Geese don't exactly have the best reputation in the world of birds. Maybe that's why, historically, they're been more common as a fixture on our dinner tables than in our back yard. But if the 12 days of Christmas song is anything to go by, a goose was once seen as a legitimate gift idea, albeit a grumpy, honking, hissing one.

Or at least that's the reputation these white birds hold. In reality, however, a goose is like any other creature in so far as if its basic comforts are supplied then it's a perfectly loveable pet -or so says goose owner Louise Rennie, anyway.

Rennie runs Edenwater Eggs - a small business providing a veritable selection box of eggs from the hens, ducks, geese, quails, and bantams that roam Syndenham Farm where she, her brother Robert and dad Andrew live and work. Operating from Kelso, the farm's birds are all truly free-range in as much as there are no fences surrounding the land's perimeters, meaning they can roam the entire plot from 7am, when the poultry are let out, to sundown when they go into their henhouses to roost.

Technically speaking, the 12 days of Christmas song is slightly erroneous on the sixth day - geese only lay eggs from when the days begin to get longer to mid-summer, so anyone receiving a gaggle for the festive season would have had a bit of a wait until the warmer months upon which eggs would materialise.

But Rennie believes that the value of geese extends past their meat.

Indeed, her gaggle came to her as young adults from another Scottish farm where they were being raised for Christmas. Once purchased, however, it became clear that although the geese's laying season is relatively short, their behaviour all year round merits their long-term place in the farm family.

"I originally bought the geese without Dad knowing as I knew he wasn't keen to have them as they do have a reputation for being bad tempered," Rennie explains.

"The only goose that has a name is the gander Brian - I've no idea where that name came from though! He is my favourite due to his big personality."

Syndenham Farm's geese start their day at 7am, when Rennie will let them out of their houses. She will collect the duck eggs while the ducks and geese go to the pond together for their morning wash, after which the two broods will return to the henhouses to feed. Later, the ducks will return to the pond to spend the day on the water, but the geese, after their feathers have been cleaned and preened, will eschew the water to graze around the pond and in neighbouring fields.

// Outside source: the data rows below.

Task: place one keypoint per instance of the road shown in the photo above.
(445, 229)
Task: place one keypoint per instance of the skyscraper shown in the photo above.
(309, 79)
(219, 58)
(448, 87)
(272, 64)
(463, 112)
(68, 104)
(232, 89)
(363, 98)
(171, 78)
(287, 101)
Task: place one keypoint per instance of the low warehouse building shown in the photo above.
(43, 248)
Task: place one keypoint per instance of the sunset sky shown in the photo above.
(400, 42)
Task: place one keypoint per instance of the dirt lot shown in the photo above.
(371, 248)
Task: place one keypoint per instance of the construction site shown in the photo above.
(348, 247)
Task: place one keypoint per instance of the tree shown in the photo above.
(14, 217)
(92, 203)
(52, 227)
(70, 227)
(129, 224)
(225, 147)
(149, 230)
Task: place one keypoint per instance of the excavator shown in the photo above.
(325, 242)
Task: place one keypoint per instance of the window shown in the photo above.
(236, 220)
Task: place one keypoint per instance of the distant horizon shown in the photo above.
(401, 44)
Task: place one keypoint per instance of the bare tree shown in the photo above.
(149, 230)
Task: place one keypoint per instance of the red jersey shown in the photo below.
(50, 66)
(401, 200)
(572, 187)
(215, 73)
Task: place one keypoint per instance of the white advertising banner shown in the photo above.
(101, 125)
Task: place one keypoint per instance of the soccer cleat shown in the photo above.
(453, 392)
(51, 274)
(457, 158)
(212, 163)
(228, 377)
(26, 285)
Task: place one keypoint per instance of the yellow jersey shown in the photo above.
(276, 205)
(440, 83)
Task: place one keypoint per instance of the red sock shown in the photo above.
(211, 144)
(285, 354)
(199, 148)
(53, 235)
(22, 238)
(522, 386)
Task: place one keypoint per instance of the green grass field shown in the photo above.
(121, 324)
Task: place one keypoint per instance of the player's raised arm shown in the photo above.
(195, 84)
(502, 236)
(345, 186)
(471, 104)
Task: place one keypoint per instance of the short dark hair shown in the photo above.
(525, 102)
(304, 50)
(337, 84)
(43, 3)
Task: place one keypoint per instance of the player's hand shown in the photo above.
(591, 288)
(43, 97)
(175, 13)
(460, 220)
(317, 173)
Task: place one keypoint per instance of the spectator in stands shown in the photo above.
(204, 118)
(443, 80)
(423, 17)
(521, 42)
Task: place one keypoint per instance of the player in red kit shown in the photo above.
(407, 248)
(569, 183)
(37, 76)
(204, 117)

After lunch Rennie returns to the birds to collect the second batch of eggs and feed them again. Like other pets, providing geese are well- fed, can clean themselves, have company and lots of space they will behave themselves, even if their reputation

"My geese are all even tempered and will only hiss at something or someone who they don't like. They get on well with all the other poultry and share a house with the ducks, proving they're relatively sociable. They do need a lot of space to roam and graze all day to keep them happy, but I think they make great pets as they do become friendly with whoever feeds them."

"Additionally they make good guards for around the farm as they will "honk" if they see something they don't. They are good with dogs they know but can tell one dog from another even if they are the same breed. The geese will let me know if there's a strange dog about.

"Geese shouldn't just be kept for meat, because their eggs are delicious and versatile. They are great company if you treat them kindly and will keep a patch of grass evenly grazed for you."

When in season, Rennie's geese eggs retail for £1 each. And in-keeping with their idiosyncratic behaviour, laying patterns can be a little more lax than by-the-book hens - instead of an egg a day, each goose will lay between 35 and 40 between March and June. But who buys them, and what do they use them for?

"People buy goose eggs for baking with or for frying or scrambling, mainly. Most of my customers like them fried with bacon for a really big Sunday breakfast."

 "I actually have a little customer who comes to The Egg Shack, which is a little shed on the farm that has an honesty box policy, to buy a dinosaur egg.

"He eats a whole one to himself despite only being four years old as he firmly believes an egg that big could only come from a dinosaur."

"Unfortunately Christmas day is just another day for the geese which means I'll have to work my present-opening dinner around them.

"Saying that, they'll enjoy not being eaten, so maybe Christmas day will be special for them after all!"